O premiado filme relata a história de um povoado chamado Vila de Javé que corre o risco de ser extinto devido à construção de uma represa no local. Como solução para que o Vale de Javé não desapareça sob as águas, os moradores decidem escrever a história do povoado, criando assim um documento “científico” para que a cidade venha a se tornar um “patrimônio histórico” a ser preservado. Para esta missão – a de escrever a história de Javé – eles convocam Antônio Biá, um morador um tanto malandro que trabalhava no correio da cidade e já havia inventado histórias acerca dos moradores que o levaram a ser expulso do povoado. Antônio Biá agora se vê obrigado a registrar num livro as contraditórias narrativas dos moradores de como o Vale de Javé surgiu.
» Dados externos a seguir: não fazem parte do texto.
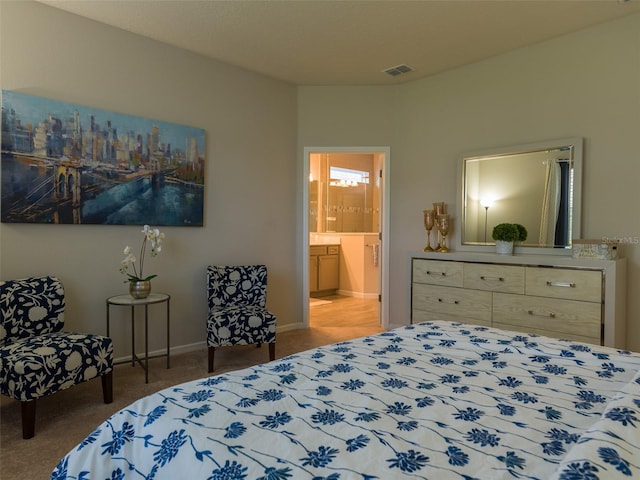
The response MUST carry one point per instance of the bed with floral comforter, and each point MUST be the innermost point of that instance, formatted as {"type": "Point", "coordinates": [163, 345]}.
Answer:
{"type": "Point", "coordinates": [436, 400]}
O filme propõe várias discussões e reflexões. Entre elas, pode-se citar: a questão do progresso em detrimento de uma cultura e da memória de um povo; o fato da população de Javé ser quase que na totalidade formada por analfabetos, o que os deixa à mercê dos mais instruídos para decidirem seus destinos; o dialogismo com o texto bíblico e as narrativas do povo hebreu; e, especialmente, a abordagem dos temas oralidade e escrita como variedades lingüísticas características de um povo e de como a memória de um povo passada de geração em geração através da oralidade pode ser registrada na escrita.
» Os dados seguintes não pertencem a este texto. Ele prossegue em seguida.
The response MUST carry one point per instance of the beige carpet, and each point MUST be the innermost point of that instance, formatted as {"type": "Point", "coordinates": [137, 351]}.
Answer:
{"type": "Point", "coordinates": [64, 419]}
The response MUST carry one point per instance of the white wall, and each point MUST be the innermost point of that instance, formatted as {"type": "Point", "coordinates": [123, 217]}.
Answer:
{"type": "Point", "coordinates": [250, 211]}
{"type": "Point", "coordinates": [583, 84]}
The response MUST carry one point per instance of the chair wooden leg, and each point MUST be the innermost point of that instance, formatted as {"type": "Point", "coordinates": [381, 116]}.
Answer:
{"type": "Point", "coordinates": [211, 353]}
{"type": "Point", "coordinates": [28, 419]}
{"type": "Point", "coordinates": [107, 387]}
O personagem principal Antônio Biá se vê diante de uma missão difícil, pois cada personagem tem o seu relato pessoal, a sua versão dos fatos de como se deu o surgimento do povoado. Outro problema que ele encontra é nos detalhes de como a história é contada, pois ele gosta de “florear” os fatos, de aumentar alguns pontos para que a história se torne mais interessante. Como o personagem diz em um dado momento “Uma coisa é o fato acontecido, outra coisa é o fato escrito. O acontecido tem que ser melhorado no escrito (...) para que o povo creia no acontecido.” Isso retoma a discussão do quanto os dados que temos como históricos são verídicos ou não. O quanto de informações históricas foram realmente fatos, ou apenas memórias de um povo passadas oralmente através de narrativas fantásticas? Aqui temos a questão da influência, da interpretação do escritor no ato de narrar a história, como no caso de Biá que gostava de “enriquecer” os detalhes.
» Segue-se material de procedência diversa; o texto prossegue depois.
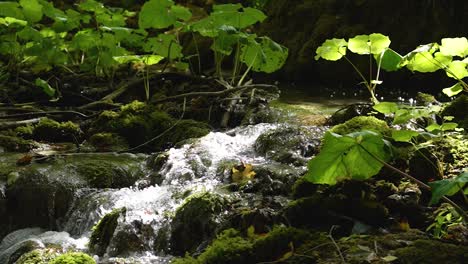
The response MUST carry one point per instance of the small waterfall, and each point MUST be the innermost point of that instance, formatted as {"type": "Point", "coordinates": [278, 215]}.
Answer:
{"type": "Point", "coordinates": [191, 168]}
O fato é que Antônio Biá chega à conclusão que não será possível salvar o povoado da chegada do progresso. Escrever sobre o passado daquele povo, não os livrariam do futuro. O filme coloca de modo sublime a importância da oralidade na tradição de um povo, quando Biá diz em sua carta de despedida: “Quanto às histórias, acho melhor ficar na boca do povo, porque no papel, não há mão que lhe dê razão.”
O filme merece ser visto tanto pela reflexão que propõe acerca do papel da cultura e tradição de um povo, como pelas belas cenas de humor que os curiosos personagens nos proporcionam.
(Resenha entregue para obtenção de nota da disciplina de "Prática em oralidade e escrita", ministrada pela profa. ms. Klébia Seliane de Sousa na Universidade Potiguar - 3° período. 2011)
Referência:
NARRADORES de Javé. Direção de Eliane Caffé e produção de Vânia Catani. Rio de Janeiro: Riofilme, 2003. 01 DVD (100 min). Son., color., leg., Português.